Expressions

Expressions are statements evaluated by CollectiveAccess to a text, numeric or boolean (true/false) value. Expressions can be used to conditionally trigger (or not) elements of an import mapping or display template, where the boolean value returned determines what happens. Values may be generated through use of functions (described in more detail below), comparisons and mathematical operations.

At its simplest an expression is a number or text quantity. These are examples of perfectly valid expressions:

  • 5

  • “Software is great”

You’ll notice in the examples above that numbers are just numbers while text must be enclosed in quotes (single or double). Any quantity that is non-empty and non-zero will evaluate to “true” meaning that 5 = true while 0 = false. -1 is also true, as it is a non-zero value. Any strings besides “” (no text at all) is true, even ” ” (a single space).

While single values are valid expressions, they’re usually only useful when used in conjunction with operators. Operators are symbols that take two operands (values), perform some operation, and return a new value based upon the operands. There are several types of operators available in expressions:

Comparison Operators

Comparison operators compare two operands and return true or false. The most common operator is “=”, which returns true if the operands are exactly the same, false if they are not. For example, “wood” = “wood” is true whereas “wood” = “cement” is not. In an import mapping it is possible to use the “=” operator to check if an input field is a certain value.

Other comparison operators are:

  • > greater than

  • < less than

  • >= greater than or equal

  • <= less than or equal

  • <> not equal

  • != not equal (alternate form)

Greater than/less than operators only work with numeric values. Equal and not equal work with numbers or text.

Boolean Comparison

As of version 1.8 values representing boolean true and false are available for use in comparisons.
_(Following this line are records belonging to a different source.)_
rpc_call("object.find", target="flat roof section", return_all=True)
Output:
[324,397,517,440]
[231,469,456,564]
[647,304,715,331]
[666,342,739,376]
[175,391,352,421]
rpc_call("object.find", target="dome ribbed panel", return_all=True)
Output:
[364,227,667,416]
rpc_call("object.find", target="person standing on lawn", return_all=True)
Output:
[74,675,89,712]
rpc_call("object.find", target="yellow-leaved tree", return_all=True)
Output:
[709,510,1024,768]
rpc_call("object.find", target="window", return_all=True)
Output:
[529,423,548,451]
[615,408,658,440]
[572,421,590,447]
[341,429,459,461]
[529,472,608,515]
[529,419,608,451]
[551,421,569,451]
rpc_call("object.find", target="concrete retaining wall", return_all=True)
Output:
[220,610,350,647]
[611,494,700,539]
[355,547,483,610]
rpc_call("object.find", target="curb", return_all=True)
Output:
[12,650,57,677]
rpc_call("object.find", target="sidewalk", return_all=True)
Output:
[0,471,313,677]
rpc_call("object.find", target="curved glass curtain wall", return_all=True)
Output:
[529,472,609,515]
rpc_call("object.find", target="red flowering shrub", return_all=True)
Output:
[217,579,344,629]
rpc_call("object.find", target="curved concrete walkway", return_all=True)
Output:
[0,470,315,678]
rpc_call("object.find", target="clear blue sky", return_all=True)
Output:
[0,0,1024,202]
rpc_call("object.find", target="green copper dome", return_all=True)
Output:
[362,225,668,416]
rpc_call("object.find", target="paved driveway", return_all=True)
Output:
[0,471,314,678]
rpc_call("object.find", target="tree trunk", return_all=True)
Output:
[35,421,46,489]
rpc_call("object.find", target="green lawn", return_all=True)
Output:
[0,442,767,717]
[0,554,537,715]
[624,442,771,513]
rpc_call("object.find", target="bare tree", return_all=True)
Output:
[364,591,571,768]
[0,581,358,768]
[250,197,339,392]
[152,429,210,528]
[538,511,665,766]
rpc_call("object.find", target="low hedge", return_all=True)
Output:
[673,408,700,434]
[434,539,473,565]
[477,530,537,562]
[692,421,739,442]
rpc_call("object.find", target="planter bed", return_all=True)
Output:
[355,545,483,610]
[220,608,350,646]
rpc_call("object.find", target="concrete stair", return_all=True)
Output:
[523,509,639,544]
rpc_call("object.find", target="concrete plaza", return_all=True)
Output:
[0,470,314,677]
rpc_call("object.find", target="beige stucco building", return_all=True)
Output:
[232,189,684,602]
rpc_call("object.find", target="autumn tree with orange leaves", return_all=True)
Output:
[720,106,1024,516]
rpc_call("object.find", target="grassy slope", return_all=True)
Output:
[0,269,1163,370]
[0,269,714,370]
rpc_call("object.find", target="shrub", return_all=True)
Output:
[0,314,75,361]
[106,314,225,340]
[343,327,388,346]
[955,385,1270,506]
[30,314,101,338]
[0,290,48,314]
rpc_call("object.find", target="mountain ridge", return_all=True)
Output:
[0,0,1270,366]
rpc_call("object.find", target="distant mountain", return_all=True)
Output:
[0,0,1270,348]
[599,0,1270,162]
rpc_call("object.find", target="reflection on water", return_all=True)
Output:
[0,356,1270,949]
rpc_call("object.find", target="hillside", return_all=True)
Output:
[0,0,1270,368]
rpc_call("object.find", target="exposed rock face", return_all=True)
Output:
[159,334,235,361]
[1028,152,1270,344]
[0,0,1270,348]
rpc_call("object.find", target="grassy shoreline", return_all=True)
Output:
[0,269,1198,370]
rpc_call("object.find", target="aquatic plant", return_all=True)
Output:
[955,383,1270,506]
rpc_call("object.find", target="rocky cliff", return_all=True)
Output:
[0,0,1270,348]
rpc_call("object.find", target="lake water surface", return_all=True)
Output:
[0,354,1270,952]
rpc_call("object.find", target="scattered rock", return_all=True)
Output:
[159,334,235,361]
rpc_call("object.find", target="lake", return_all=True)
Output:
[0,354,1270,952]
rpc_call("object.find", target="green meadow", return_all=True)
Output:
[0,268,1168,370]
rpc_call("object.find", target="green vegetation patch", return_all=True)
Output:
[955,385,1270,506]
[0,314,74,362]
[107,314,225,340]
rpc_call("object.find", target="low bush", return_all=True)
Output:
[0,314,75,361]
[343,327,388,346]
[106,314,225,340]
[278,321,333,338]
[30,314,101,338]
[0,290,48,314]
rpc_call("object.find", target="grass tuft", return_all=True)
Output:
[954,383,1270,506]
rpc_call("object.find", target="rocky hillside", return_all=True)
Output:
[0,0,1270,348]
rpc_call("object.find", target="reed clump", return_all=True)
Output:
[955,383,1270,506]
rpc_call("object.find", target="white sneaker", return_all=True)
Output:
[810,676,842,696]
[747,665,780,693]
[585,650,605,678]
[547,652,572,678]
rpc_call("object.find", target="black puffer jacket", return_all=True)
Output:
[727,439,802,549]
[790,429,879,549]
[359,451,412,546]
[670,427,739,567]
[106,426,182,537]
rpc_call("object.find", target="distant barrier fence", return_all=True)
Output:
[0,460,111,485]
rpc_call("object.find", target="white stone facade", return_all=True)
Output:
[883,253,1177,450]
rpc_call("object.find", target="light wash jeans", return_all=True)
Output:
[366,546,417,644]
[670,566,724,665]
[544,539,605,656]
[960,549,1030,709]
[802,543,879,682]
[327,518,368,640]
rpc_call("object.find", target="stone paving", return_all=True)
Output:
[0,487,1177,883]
These allow you to more easily test the return value of an expression of function using the bare, unquoted word “true” or “false”. For example, this expression:

dateIsRange("1950's") = false

Would return true when dateIsRange() returns false, which is useful for importer actions and display templates where specific behaviors are triggered by true expressions.

Math Operators

With expressions you can perform mathematical operations on numbers using +, -, * and /. These are addition, subtraction, multiplication and division respectively. The + operator also works on text, and will merge two text values together into a single run-on text value. For example:

4 + 5

will return the value 9

"Julia" + " plus " + "Allison"

will return the value “Julia plus Allison”

Logical Operators

It is also possible to string together many expressions into a larger composite expression using the boolean logic operators “AND” and “OR”. “AND” returns true if, and only if, both operands evaluates as true. “OR” returns true if, and only if, at least one operand evaluates as true. For example:

(5 > 10) AND ("seth" = "seth")

is false because 5 is not greater than 10, and both expressions need to be true for the composite AND to be true

(5 > 10) OR ("seth" = "seth")

is true because “seth” = “seth” is true and only one needs to be true for logical OR to return true

Note

Prior to version 1.8 logical operators were required to be upper-case only. Both upper and lower-case operators are now allowed.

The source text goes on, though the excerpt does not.